PWS年次シンポジウムに世界各国から集まった参加者=2016年3月、愛知県犬山市
PWS年次シンポジウムに世界各国から集まった参加者=2016年3月、愛知県犬山市

「自由の精神」でフィールドワークに集中できるPWSは、履修希望者が多い。選考は2段階で、まずは京都大学大学院理学研究科生物科学専攻の大学院生になる必要がある。
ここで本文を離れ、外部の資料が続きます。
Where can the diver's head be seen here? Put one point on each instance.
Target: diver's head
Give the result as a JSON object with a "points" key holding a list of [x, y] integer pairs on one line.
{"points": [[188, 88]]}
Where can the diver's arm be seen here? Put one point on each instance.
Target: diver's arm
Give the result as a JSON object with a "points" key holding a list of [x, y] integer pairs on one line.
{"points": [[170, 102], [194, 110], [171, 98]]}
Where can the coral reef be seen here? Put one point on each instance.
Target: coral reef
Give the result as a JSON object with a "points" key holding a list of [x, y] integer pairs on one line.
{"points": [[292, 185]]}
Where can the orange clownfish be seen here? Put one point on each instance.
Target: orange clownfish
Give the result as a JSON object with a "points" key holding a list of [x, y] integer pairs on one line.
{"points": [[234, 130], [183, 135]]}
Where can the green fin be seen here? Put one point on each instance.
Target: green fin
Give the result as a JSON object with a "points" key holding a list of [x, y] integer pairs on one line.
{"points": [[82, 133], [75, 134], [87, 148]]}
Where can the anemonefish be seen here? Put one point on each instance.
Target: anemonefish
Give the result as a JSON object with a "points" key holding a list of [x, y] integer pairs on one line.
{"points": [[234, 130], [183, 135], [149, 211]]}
例外的に他の専攻も受け付けるが、京都大学の大学院生であることは必須だ。次の履修生選抜試験では、(1)プログラム履修の志望動機の作文、(2)英語によるポスター発表、(3)英語を母国語とする外国人教員による英語面接での語学力判定、(4)教員10人前後との面接による口頭試問、が評価対象となる。通常の大学院カリキュラムに加えたPWSプログラムの履修で、フィールドワークの基礎をもった研究者の卵を育てようとしている。

実習・実践を必修とし、少人数制を貫いたのは、松沢自身の実体験に基づいたものだ。松沢は、少人数制の有効性を京大のユニークな学部教育である「ポケゼミ(1回生のみを対象にした少人数制セミナー)」で経験した。フィールドワークと少人数教育、そして早くから海外に目を向けることが、これからの教育現場で効果的かつ必要なことだと判断した。さらに、フィールドワークこそ基本との考えを支えるのが、京大山岳部で過ごした時間だった。